Ode to an Adivasi Woman
Aparna Sanyal
Even bare-breasted,
you carry the dignity of generations
on your collar bones,
angled in your defiant chin,
eyes.
No small gaze can bind you,
nor encompass your reckless, luscious
beauty, torn from strife,
born in dust, tears and wattle.
Formed of bracken and thorn,
dark corners
and stabbing brilliance speckle your soul.

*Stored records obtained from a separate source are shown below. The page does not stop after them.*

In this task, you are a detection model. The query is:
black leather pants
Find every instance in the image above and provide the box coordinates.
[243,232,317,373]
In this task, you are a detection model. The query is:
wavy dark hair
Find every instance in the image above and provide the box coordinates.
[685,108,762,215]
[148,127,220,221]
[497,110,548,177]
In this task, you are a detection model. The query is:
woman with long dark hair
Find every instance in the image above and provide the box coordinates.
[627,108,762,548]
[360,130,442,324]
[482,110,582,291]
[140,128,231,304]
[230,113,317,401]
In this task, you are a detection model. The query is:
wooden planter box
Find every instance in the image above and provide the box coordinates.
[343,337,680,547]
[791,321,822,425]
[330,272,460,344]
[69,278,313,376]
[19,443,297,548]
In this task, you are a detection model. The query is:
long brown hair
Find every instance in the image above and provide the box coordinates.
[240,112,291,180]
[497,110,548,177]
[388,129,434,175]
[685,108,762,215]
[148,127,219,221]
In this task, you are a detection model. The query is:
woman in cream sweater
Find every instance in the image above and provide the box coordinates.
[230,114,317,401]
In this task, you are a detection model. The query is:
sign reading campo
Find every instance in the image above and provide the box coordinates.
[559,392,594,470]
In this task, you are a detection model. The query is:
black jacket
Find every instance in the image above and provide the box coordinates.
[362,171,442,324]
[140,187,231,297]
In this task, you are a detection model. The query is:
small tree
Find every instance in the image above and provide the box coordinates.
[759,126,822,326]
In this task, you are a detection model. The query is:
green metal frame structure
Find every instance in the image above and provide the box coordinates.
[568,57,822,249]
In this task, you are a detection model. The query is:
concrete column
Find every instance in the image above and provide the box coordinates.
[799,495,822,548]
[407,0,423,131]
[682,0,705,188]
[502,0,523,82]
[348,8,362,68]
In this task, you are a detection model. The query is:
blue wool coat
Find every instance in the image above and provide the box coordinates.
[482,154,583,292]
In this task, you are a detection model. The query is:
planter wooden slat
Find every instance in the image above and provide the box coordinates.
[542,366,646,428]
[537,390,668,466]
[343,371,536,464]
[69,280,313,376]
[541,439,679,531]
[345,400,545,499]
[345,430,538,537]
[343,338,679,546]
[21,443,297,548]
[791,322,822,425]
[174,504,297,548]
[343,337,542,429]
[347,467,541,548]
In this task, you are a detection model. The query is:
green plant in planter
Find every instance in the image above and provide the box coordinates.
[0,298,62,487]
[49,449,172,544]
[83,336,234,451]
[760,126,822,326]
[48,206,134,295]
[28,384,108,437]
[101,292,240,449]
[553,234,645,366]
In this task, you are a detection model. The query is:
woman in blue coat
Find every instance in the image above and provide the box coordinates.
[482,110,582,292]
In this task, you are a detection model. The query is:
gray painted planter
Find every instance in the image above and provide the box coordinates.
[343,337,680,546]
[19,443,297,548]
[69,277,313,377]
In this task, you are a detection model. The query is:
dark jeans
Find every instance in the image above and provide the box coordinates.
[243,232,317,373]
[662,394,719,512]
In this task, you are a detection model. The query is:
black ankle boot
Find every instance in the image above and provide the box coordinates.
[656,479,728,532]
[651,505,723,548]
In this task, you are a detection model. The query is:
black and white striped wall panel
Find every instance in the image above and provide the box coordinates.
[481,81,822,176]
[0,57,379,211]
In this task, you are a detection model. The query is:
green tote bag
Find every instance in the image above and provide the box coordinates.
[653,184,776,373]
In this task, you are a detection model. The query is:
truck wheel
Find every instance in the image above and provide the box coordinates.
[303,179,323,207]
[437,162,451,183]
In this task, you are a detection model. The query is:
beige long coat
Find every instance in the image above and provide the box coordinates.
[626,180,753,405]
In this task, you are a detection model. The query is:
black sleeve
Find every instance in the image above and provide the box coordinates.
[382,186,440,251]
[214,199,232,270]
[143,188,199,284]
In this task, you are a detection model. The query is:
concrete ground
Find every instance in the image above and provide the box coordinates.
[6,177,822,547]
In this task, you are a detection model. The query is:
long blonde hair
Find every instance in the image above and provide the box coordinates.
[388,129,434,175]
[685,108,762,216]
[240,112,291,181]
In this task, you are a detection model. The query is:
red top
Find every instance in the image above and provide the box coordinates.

Made and unmade in many blood-red suns,
the grit forms your heart,
the pain stains you dark.
A white man labels you savage,
for the brown one, you are meat
of a different kind.
You talk with so much reverence
to those who abase you,
even as your pearl-teeth
smile to bear the pain.
Carrying your papoose of cares,
and a male child on your back;
the only sign to mark your eventual passing,
you wend your way, another day
to another field,
another sunrise, another sunset,
where
passions that are not yours
and visions that you never sought
are fulfilled on this bridge
that is
your shoulders.
You have scrabbled for a voice
since the beginning of time,
found, then lost it
in quick gasps
and sometime-sultry whispers.
In that voice, you have formed a song,
from pain and planets
and the repeated rending
of yourself.
But the cacophony cannot hear
this fledgling song.
And strained, once more you have returned
to silence,
but not defeat.
Tamped down, but not abated,
you wait to sing another day.
Your burr and thistle
makes you the dandelion
that quivers
and tumbles,
but will not shed
it’s precious grain.
Poet’s Notes: This is a tribute piece to every “lower-caste” Indian woman bending in the sun, careworn but not defeated by a rigid casteist hierarchy. She bends but is not broken. And every day she fights to live.
Editor’s Note: While a powerful tribute to the perseverance of lower caste Indians, this poem could serve as an anthem for any oppressed people.